Sparse vectors with Int128 indices

eckofoid · June 22, 2020, 1:56am

I need to create a sparse vector with very large indices (Int128 would suffice). Naively using the default constructor, sparsevec, fails catastrophically:

 julia> using SparseArrays
 julia> c = sparsevec([0xfffffffffffffffffffffffffffffff], [true], 0xfffffffffffffffffffffffffffffff)
ERROR: InexactError: trunc(Int64, 21267647932558653966460912964485513215)
Stacktrace:
 [1] throw_inexacterror(::Symbol, ::Type{Int64}, ::UInt128) at ./boot.jl:557
 [2] checked_trunc_sint at ./boot.jl:579 [inlined]
 [3] toInt64 at ./boot.jl:633 [inlined]
 [4] Int64 at ./boot.jl:707 [inlined]
 [5] convert at ./number.jl:7 [inlined]
 [6] SparseVector at /Users/julia/buildbot/worker/package_macos64/build/usr/share/julia/stdlib/v1.4/SparseArrays/src/sparsevector.jl:26 [inlined]
 [7] SparseVector at /Users/julia/buildbot/worker/package_macos64/build/usr/share/julia/stdlib/v1.4/SparseArrays/src/sparsevector.jl:30 [inlined]
 [8] _sparsevector!(::Array{UInt128,1}, ::Array{Bool,1}, ::UInt128, ::typeof(|)) at /Users/julia/buildbot/worker/package_macos64/build/usr/share/julia/stdlib/v1.4/SparseArrays/src/sparsevector.jl:155
 [9] sparsevec(::Array{UInt128,1}, ::Array{Bool,1}, ::UInt128, ::Function) at /Users/julia/buildbot/worker/package_macos64/build/usr/share/julia/stdlib/v1.4/SparseArrays/src/sparsevector.jl:210
 [10] sparsevec(::Array{UInt128,1}, ::Array{Bool,1}, ::UInt128) at /Users/julia/buildbot/worker/package_macos64/build/usr/share/julia/stdlib/v1.4/SparseArrays/src/sparsevector.jl:225
 [11] top-level scope at REPL[20]:1

I get the same exact results when I use type conversions:
c = (sparsevec([Int128(0xfffffffffffffffffffffffffffffff)], [true], Int128(0xfffffffffffffffffffffffffffffff)))
or type declarations:
c = sparsevec([0xfffffffffffffffffffffffffffffff]::Array{UInt128,1}, [true]::Array{Bool,1}, 0xfffffffffffffffffffffffffffffff::UInt128).

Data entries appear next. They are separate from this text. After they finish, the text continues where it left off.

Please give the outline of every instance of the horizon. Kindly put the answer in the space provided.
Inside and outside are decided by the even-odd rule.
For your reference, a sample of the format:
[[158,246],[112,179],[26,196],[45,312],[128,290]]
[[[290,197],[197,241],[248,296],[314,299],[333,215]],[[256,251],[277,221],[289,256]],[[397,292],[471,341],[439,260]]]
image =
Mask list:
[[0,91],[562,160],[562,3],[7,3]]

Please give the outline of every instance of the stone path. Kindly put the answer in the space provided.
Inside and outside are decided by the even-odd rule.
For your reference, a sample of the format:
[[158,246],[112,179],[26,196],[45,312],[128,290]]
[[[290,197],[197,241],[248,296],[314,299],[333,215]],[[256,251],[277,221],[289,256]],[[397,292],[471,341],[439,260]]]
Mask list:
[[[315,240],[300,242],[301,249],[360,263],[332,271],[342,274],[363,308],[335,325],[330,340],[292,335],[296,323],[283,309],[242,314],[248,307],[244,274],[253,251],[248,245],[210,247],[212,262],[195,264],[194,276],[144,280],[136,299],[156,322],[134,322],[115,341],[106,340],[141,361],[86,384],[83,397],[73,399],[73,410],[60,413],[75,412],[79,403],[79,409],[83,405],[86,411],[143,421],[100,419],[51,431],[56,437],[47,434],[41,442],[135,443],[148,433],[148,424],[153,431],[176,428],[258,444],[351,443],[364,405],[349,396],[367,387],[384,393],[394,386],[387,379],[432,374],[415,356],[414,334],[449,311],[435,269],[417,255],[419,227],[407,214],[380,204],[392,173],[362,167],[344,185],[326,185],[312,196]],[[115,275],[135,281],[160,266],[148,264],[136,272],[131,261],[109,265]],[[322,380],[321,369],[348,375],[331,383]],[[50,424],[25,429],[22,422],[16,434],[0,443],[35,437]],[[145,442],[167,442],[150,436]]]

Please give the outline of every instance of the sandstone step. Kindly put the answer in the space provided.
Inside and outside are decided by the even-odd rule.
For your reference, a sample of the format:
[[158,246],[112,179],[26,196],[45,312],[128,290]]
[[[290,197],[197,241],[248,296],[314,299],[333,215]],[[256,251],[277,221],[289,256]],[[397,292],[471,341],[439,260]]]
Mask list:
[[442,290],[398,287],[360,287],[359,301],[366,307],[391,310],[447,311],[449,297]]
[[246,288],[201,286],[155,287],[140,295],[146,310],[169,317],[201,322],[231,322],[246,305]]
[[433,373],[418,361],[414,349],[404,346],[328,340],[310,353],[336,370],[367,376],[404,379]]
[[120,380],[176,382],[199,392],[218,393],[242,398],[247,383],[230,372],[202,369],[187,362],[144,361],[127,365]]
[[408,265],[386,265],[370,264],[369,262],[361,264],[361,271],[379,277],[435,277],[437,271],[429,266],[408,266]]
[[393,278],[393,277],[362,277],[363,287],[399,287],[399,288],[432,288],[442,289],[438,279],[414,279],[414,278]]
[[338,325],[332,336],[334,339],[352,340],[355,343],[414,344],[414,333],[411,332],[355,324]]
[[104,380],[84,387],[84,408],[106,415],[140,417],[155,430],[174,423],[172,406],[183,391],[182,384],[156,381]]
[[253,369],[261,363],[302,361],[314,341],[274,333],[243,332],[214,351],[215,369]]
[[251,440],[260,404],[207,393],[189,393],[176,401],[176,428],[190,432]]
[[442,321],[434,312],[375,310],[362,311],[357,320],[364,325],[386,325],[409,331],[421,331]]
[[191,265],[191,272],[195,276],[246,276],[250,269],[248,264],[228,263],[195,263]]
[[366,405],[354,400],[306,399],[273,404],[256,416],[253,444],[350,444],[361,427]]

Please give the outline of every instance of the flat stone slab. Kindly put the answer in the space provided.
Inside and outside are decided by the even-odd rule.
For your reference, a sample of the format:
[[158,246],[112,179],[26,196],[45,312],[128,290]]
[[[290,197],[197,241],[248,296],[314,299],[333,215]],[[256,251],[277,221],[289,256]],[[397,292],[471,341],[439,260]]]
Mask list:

On the other hand, the following appears to succeed:

julia> a = [Int128(0xffffffffffffffffffff)]
1-element Array{Int128,1}:
 1208925819614629174706175

julia> c = SparseVector{Bool, Int128}(0xfffffffffffffff, a, [true])
1152921504606846975-element SparseVector{Bool,Int128} with 1 stored entry:
  [1208925819614629174706175]  =  1

However, accessing c[0xffffffffffffffffffff] yields an error: “BoundsError: attempt to access 1152921504606846975-element SparseVector{Bool,Int128} at index [1208925819614629174706175]”. Having a sparse vector with index 0xffffffffffffffffffff is useless if one can’t access the element at that index!

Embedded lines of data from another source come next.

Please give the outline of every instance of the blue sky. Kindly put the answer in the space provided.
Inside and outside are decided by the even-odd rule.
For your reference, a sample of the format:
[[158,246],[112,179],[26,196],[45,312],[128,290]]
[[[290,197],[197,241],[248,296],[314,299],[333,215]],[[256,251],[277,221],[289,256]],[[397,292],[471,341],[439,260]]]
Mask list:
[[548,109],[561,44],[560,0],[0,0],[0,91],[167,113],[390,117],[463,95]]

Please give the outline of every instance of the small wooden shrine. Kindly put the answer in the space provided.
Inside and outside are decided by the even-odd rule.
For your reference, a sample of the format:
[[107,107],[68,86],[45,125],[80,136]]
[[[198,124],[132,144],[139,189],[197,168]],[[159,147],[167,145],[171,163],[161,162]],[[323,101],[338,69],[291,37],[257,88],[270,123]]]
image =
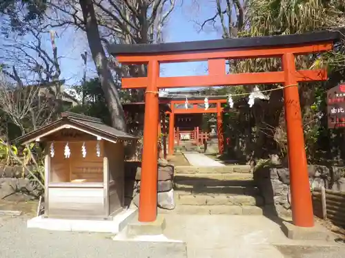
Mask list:
[[45,144],[45,217],[108,219],[124,202],[124,143],[137,138],[65,112],[17,139]]

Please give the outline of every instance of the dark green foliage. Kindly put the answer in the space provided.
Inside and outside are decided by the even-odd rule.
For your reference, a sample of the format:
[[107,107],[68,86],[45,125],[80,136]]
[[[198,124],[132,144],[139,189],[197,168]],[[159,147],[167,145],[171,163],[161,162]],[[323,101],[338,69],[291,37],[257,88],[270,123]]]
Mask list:
[[75,87],[77,93],[83,96],[83,104],[74,107],[70,111],[102,119],[110,125],[110,114],[106,105],[104,93],[98,78],[86,81],[83,85]]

No doubt I’m doing something trivially wrong. Any help greatly appreciated.

ettersi · June 22, 2020, 2:40am

The size of a sparse vector is hard-coded to be of type Int:

github.com

JuliaLang/julia/blob/f6d34c3c32c535422491bfe980b1ebdb6bc123db/stdlib/SparseArrays/src/sparsevector.jl#L18


      
          ### The SparseVector
          
          ### Types
          
          """
              SparseVector{Tv,Ti<:Integer} <: AbstractSparseVector{Tv,Ti}
          
          Vector type for storing sparse vectors.
          """
          struct SparseVector{Tv,Ti<:Integer} <: AbstractSparseVector{Tv,Ti}
              n::Int              # Length of the sparse vector
              nzind::Vector{Ti}   # Indices of stored values
              nzval::Vector{Tv}   # Stored values, typically nonzeros
          
              function SparseVector{Tv,Ti}(n::Integer, nzind::Vector{Ti}, nzval::Vector{Tv}) where {Tv,Ti<:Integer}
                  n >= 0 || throw(ArgumentError("The number of elements must be non-negative."))
                  length(nzind) == length(nzval) ||
                      throw(ArgumentError("index and value vectors must be the same length"))
                  new(convert(Int, n), nzind, nzval)
              end
          end

So you cannot have sparse vectors of size larger than typemax(Int) (which is 9223372036854775807 if Int = Int64).

eckofoid:

julia> a = [Int128(0xffffffffffffffffffff)]
1-element Array{Int128,1}:
 1208925819614629174706175

julia> c = SparseVector{Bool, Int128}(0xfffffffffffffff, a, [true])
1152921504606846975-element SparseVector{Bool,Int128} with 1 stored entry:
  [1208925819614629174706175]  =  1

This works because you are missing some fs in the size parameter to SparseVector(), and it turns out SparseVector() does not check that all indices are <= to the size of the vector.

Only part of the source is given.